There are differences — not least of which is the cost, and that’s significant for distressed municipalities.
Nextdoor started as a neighbors-only Craigslist of sorts. Urban policy blog NextCity called it the “Facebook of neighborhoods.”
Although, users seem to tend toward more practical posts. At least those from my neighborhood in Harrisburg:
A Chihuahua lost, and found again. Electrician recommendations. New homes for old books. And so on, since 2011.
Each neighborhood forum is open only to people who can prove they actually live there. Residents have to verify their address with a phone or credit card number, a couple social security digits, or wait for an input code to arrive by mail.
(Nextdoor Senior City Strategist Joseph Porcelli says there’s never been a data breach. And sex offenders are prevented from joining by the company cross referencing registration databases, he says.)
In Harrisburg, there are 1,200 Nextdoor users.
“To put that in perspective, that is more people than vote in municipal elections sometimes,” says the city’s Mayor Eric Papenfuse.
Papenfuse kicked off Harrisburg’s partnership with Nextdoor for Public Agencies, which went live last year, with a news conference Thursday morning, and blasted residents already on Nextdoor with his first message just before noon. Later, the police chief and deputy fire chief did the same.
Since Nextdoor launched its Public Agencies arm in 2014, Philadelphia, Pittsburgh, Carlisle, Swarthmore, Paint Township, Castle Shannon and Lansdowne in Pennsylvania, and nearly 900 municipalities in other states have started using it to blast alerts to — and get feedback from — residents who sign up for the parent service.
And Nextdoor’s been adding neighborhoods at nearly triple the rate as the three years prior.
“As more cities come on board and people find out that cities are proactively communicating with their neighbors, letting them know when there’s going to be construction on their street or a community meeting to talk about an incident, people find that very valuable. So it’s meeting a need that hasn’t’ yet been able to be met through other platforms, so people just really appreciate it,” Porcelli says.
For public officials and their constituents, this is a way to ease and expedite their exchanges. The government can even send messages to select online neighborhoods, although it can’t see over the digital fences protecting each one.
The company plans to generate revenue, eventually, using ads, and possibly charging a transaction fee for payments between users made through the site, reports Government Technology magazine.
Forbes reports just $6.5 million in startup money for Public Stuff, the company behind a variety of non-emergency reporting and communication apps in hundreds of municipalities. The borough of Media is one of them, and Philly has enlisted the aid of Public Stuff for the city’s 311 service.
The distressed city — where a high percentage of properties are untaxable and nearly half of residents are impoverished — paid $16,000 for Reading iRequest, which rolled out with zero fanfare in January.

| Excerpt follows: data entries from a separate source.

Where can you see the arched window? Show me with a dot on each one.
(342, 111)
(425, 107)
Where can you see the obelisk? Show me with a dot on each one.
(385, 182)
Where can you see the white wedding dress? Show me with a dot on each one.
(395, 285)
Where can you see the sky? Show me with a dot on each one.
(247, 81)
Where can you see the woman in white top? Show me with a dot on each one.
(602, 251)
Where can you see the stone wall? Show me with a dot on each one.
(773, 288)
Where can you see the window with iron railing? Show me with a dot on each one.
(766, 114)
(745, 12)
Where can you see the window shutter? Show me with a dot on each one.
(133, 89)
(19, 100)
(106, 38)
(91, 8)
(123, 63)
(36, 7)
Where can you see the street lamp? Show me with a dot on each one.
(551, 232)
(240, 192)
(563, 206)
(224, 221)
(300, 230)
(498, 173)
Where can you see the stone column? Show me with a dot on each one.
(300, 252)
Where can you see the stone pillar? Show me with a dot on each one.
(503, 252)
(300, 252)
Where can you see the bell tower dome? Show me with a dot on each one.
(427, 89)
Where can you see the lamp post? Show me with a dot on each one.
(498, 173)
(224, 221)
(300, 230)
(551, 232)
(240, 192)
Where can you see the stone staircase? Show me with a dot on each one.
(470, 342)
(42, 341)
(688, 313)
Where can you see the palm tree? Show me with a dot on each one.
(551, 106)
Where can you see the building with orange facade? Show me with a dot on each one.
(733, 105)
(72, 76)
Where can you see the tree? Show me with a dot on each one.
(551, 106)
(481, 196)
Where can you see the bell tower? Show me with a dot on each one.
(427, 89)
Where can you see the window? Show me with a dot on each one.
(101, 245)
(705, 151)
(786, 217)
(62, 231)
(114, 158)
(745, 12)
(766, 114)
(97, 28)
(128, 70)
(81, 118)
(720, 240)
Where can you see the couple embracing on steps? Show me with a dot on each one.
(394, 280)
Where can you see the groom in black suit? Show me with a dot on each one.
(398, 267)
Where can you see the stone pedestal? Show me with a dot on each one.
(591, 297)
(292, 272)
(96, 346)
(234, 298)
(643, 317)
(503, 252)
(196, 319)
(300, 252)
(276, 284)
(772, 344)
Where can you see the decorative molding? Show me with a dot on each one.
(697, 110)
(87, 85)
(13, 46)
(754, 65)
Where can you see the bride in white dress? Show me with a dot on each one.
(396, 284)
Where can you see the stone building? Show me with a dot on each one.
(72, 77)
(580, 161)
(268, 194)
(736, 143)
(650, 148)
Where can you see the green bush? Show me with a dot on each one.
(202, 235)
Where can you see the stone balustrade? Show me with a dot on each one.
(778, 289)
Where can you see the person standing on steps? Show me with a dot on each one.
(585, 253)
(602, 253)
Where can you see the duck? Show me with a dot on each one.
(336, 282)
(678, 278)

Keystone Crossroads’ calls and emails to representatives for Public Stuff parent Accela for more information were not returned.

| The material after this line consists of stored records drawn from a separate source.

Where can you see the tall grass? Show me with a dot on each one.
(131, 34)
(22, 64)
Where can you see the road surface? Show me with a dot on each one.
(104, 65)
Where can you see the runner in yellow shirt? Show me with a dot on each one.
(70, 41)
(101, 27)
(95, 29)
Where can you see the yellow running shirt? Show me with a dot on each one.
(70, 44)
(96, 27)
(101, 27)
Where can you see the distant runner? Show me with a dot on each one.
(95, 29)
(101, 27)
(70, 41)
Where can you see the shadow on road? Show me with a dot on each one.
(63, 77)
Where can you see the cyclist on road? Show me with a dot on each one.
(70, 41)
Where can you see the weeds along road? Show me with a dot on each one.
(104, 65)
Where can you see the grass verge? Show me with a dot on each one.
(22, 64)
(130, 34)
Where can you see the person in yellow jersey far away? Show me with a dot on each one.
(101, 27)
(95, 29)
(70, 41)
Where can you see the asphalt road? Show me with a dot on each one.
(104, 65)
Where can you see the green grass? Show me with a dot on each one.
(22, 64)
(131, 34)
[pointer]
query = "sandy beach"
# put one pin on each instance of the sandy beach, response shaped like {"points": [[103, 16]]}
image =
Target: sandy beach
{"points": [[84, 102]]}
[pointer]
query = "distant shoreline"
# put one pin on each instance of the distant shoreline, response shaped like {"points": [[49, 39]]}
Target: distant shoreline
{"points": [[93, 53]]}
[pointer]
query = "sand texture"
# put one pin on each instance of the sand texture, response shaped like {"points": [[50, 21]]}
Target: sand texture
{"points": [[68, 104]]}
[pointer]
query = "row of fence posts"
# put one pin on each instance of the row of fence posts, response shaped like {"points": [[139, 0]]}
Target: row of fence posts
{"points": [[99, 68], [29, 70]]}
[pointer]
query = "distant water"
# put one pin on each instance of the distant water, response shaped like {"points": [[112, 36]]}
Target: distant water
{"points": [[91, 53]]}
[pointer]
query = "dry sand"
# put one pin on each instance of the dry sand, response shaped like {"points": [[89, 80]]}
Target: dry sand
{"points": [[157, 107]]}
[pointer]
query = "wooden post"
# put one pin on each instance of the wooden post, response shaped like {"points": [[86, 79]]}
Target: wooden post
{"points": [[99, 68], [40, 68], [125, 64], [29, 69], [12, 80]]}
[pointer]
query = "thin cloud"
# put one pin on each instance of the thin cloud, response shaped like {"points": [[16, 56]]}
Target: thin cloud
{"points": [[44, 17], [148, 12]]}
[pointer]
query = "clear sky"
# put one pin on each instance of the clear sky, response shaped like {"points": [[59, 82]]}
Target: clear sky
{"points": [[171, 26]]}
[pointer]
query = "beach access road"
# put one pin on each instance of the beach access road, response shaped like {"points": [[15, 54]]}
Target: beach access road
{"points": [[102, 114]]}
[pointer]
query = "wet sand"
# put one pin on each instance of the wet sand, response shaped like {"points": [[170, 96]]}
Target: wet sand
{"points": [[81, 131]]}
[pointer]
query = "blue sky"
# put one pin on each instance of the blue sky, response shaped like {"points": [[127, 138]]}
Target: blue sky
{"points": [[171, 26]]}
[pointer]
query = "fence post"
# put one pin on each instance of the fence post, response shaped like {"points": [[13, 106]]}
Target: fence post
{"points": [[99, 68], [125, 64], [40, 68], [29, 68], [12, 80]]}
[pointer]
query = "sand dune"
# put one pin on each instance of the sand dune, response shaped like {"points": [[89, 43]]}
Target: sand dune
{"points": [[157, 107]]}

But the mayor’s Chief of Staff Eron Lloyd says the choice came after veting multiple options. Public Stuff’s interface is most compatible with Reading’s existing digital record system. And submissions from users do, in fact, become official records with an automatically-generated reference number, Lloyd says.
“The third largest city in Pennsylvania uses this system, so we figured it would scale well” for us, he says.

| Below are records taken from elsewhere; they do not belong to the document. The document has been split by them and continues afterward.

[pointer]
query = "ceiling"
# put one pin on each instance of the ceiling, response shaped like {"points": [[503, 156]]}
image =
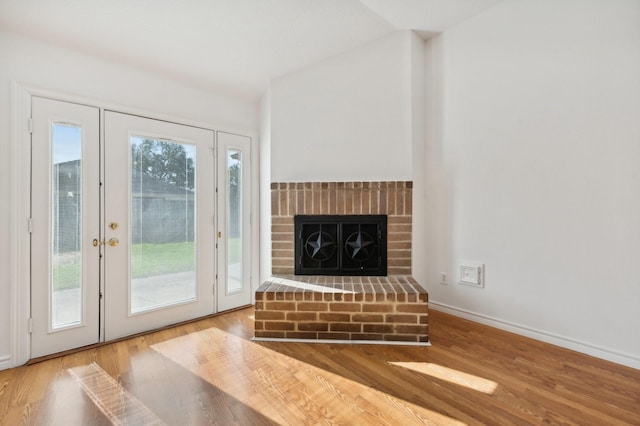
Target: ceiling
{"points": [[234, 47]]}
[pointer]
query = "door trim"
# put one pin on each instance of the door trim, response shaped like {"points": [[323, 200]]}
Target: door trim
{"points": [[19, 212]]}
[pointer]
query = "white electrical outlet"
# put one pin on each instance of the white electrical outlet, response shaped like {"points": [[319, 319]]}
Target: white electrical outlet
{"points": [[471, 273]]}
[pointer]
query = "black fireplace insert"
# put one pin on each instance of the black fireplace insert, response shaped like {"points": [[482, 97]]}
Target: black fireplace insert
{"points": [[341, 245]]}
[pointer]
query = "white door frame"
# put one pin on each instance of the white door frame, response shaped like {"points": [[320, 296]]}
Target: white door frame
{"points": [[20, 182]]}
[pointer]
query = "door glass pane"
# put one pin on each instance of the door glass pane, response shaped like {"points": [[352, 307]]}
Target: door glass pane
{"points": [[163, 200], [234, 220], [66, 226]]}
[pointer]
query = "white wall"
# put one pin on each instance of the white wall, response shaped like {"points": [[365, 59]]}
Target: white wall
{"points": [[347, 118], [533, 167], [55, 69], [355, 117]]}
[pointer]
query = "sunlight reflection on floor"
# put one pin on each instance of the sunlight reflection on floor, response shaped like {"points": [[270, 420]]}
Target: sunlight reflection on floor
{"points": [[118, 405], [286, 390], [450, 375]]}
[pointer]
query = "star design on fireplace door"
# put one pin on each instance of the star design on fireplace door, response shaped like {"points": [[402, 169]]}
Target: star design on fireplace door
{"points": [[319, 244], [359, 244]]}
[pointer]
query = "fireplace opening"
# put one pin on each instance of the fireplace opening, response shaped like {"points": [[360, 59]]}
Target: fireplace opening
{"points": [[341, 245]]}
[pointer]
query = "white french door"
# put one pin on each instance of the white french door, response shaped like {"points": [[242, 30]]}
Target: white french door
{"points": [[234, 195], [159, 215], [65, 265], [126, 216]]}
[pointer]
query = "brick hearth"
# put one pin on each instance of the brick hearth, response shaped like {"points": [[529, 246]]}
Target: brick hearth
{"points": [[369, 309], [373, 309]]}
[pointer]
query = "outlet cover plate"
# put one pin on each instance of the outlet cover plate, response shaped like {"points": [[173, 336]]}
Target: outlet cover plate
{"points": [[471, 273]]}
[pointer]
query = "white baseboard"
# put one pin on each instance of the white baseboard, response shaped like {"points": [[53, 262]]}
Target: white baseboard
{"points": [[5, 362], [586, 348]]}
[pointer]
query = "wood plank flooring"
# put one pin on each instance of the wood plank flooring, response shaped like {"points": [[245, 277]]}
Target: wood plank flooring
{"points": [[210, 372]]}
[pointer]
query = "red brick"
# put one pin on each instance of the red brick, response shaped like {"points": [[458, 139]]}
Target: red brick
{"points": [[377, 307], [345, 307], [411, 329], [409, 319], [313, 326], [312, 306], [278, 325], [334, 336], [280, 306], [301, 335], [263, 315], [368, 318], [302, 316], [377, 328], [329, 316], [270, 333], [417, 308]]}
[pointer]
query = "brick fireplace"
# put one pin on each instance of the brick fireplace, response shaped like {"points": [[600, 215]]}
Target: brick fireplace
{"points": [[385, 309]]}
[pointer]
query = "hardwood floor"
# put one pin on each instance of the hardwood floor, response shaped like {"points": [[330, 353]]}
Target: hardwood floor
{"points": [[210, 372]]}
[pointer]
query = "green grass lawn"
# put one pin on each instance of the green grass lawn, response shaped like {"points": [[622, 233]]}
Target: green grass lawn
{"points": [[147, 260]]}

ReDesign Reading Executive Director Brian Kelly explains how the initiative between his nonprofit and City Hall works:
“You have a pothole. Most people ride right by the pothole, they curse the city, but they don’t necessarily report it to the city. With limited staff and fiscal restraints, most of the time the city doesn’t have the ability to go and inspect and find every pothole proactively. … So we’re saying: ‘How can we start to change that?’ Somebody has a smartphone, take a picture, load it right into the system, it gets logged in. The city has a certain amount of time, they have to respond.”
City operations manager Maria Kantner couldn’t quantify whether or how the app and its built-in accountability system has increased or expedited reporting and responses. Lloyd says that will be tough because Berks County started handling city calls about taxes and water and sewer service just as Reading officials prepared to launch iRequest.
But Kantner says the new app undoubtedly addresses what would otherwise be interpreted as inaction when noticeable results are delayed.
“Some things take time and we can see the action. It’s easy to see what action has been taken on it, and they receive updates,” Kantner says.
For Kelly, it’s not just about results, though.
“Is it going to change the community in a year, two years? No,” Kelly says. “But it’s starting to change the conversation, and that’s what we’re looking at.”
Editors note: This post has been updated to add details about iRequest’s costs.